Severe weather has killed 11 people and injured 23 in the US state of Georgia, emergency officials say.
A state of emergency has been declared in seven counties in south-central Georgia, Governor Nathan Deal said. More storms and a "tornado outbreak" are expected in northern Florida and southern Georgia, the National Weather Service says. Four people were killed by tornadoes in Mississippi on Saturday. The Georgia Emergency Management Agency said the 11 victims were in the southern Cook, Brooks and Berrien counties.
Seven of those killed were at a mobile home park in Cook County apparently struck by a tornado overnight. Cook County coroner Tim Purvis said numerous mobile homes had been "levelled" before dawn on Sunday in the park near the city of Adel.
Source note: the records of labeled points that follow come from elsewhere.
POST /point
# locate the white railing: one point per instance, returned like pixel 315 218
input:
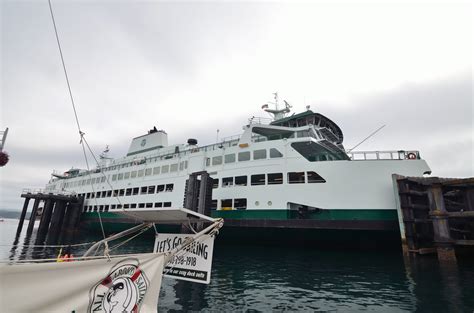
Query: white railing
pixel 383 155
pixel 47 192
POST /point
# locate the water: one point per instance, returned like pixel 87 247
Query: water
pixel 261 278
He said emergency teams were still searching for survivors. Mr Purvis estimated that the park has about 40 mobile homes in total, and roughly half were destroyed.
"These storms have devastated communities and homes in South Central Georgia, and the state is making all resources available to the impacted areas," Governor Deal said in a statement. In Brooks County, coroner Michael Miller said two people died when an apparent tornado tossed a mobile home around 100 yards into the middle of Highway 122.
Swathes of the south-eastern United States have been hit by storms over the weekend. In southern Mississippi, four people died in the path of a tornado with winds above 218 km/h (136 mph). The National Weather Service (NWS) warned a "severe thunderstorm and tornado outbreak" was expected across north Florida and south Georgia, with the "severe threat also expected to extend southward into central Florida and northeastward into South Carolina".
In a tweet, the NWS in Atlanta/Peachtree City said rainfall had been significant in the past 24 hours, with the city of Charlotte getting 13.6cm (5.3 inches). The Georgia Emergency Management Agency issued advice on the best and worst places to shelter from a tornado late on Saturday, advising locals in the path of a tornado to cover themselves with blankets or a mattress for protection.